Ia mengurai dilema utama teknologi fast charging berbasis arus searah (DC). Pengisian cepat memang mampu memangkas waktu secara signifikan, namun berisiko meningkatkan suhu baterai, menurunkan kesehatan baterai atau state of health (SoH), serta menambah beban pada jaringan listrik tegangan menengah 20 kV.
Kajian tersebut juga mencakup integrasi konsep vehicle-to-grid (V2G). Teknologi ini memungkinkan kendaraan listrik tidak hanya mengonsumsi energi, tetapi juga memasok listrik kembali ke jaringan, sehingga berpotensi mendukung sistem energi yang lebih adaptif.
“Kalau tidak dioptimalkan, fast charging bisa berdampak pada umur baterai dan kestabilan sistem listrik secara keseluruhan,” katanya.
Sebagai solusi, Samsurizal mengusulkan penggunaan Thunderstorm Algorithm (TA), yakni metode optimasi berbasis kecerdasan buatan yang terinspirasi dari fenomena badai petir. Pendekatan ini dirancang untuk mencari keseimbangan antara performa pengisian dan keamanan sistem.
Algoritma tersebut bekerja melalui tiga tahapan utama, yakni pembentukan solusi awal (cloud phase), pencarian jalur optimal (streamer phase), serta evaluasi hingga mencapai titik konvergensi (avalanche phase). Proses ini memungkinkan sistem menentukan skenario pengisian paling efisien dengan risiko minimal.
Pendekatan ini dinilai mampu mengakomodasi berbagai variabel penting, mulai dari kecepatan pengisian, umur baterai, stabilitas suhu, hingga dampaknya terhadap jaringan listrik secara keseluruhan.
“Metode ini mencari titik optimal antara performa pengisian dan keamanan sistem,” ujar Samsurizal.
Disertasi berjudul Optimasi pada Vehicle Fast Charging to 20 kV Grid Berbasis DC Charging CHAdeMO Menggunakan Metode Thunderstorm Algorithm itu dipromotori Prof. Arif Nur Afandi dan Dr. Mohamad Rodhi Faiz. Dalam sidang yang berlangsung pukul 13.00 WIB, ia dinyatakan lulus oleh tim penguji yang dipimpin Kaprodi S3 Teknik Elektro Industri, Ilham Ari Elbaith Zaeni.

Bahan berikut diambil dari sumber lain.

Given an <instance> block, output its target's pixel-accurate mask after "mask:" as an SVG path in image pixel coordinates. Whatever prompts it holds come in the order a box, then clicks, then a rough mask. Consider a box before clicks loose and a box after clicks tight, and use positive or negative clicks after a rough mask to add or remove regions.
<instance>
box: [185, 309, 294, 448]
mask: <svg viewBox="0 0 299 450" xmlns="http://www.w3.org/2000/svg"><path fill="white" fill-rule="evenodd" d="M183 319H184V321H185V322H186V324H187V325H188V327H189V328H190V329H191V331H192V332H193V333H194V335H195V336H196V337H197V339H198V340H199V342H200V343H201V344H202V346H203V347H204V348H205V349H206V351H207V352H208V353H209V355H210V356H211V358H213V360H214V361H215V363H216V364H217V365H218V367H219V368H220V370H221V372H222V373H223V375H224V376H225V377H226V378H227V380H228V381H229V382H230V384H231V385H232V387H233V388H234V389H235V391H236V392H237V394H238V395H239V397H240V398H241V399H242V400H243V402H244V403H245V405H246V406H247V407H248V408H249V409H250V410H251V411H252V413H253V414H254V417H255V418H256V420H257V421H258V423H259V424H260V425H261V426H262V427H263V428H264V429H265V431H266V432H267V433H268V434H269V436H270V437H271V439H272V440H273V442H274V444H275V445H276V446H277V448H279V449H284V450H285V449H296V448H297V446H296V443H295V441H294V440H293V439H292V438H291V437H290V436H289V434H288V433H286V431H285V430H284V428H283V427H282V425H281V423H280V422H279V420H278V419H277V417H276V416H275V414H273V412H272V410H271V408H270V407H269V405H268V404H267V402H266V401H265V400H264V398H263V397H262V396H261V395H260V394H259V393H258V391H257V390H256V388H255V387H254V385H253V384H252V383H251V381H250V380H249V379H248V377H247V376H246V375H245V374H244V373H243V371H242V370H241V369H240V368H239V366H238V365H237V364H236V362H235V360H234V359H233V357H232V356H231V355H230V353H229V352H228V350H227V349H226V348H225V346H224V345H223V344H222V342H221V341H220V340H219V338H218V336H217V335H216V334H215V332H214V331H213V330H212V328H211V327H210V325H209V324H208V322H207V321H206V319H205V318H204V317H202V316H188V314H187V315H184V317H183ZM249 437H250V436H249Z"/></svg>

Tim penguji turut melibatkan penguji eksternal Mohammad Noor Hidayat dari Politeknik Negeri Malang serta penguji internal Aripriharta, Sujito, dan Harits Ar Rosyid. Penilaian menyebutkan riset tersebut memiliki kontribusi strategis bagi pengembangan ekosistem kendaraan listrik nasional.
Hasil penelitian ini berpotensi meningkatkan efisiensi fast charging, memperpanjang umur baterai, serta menjaga stabilitas jaringan listrik. Pengembangan tersebut juga membuka peluang integrasi kendaraan listrik dalam sistem smart grid sebagai bagian penting dalam transisi menuju energi bersih.
Samsurizal berharap inovasi ini dapat diterapkan dalam sistem kelistrikan nasional seiring meningkatnya penggunaan kendaraan listrik. Teknologi pengisian yang efisien dan stabil menjadi kunci untuk menopang masa depan energi berkelanjutan.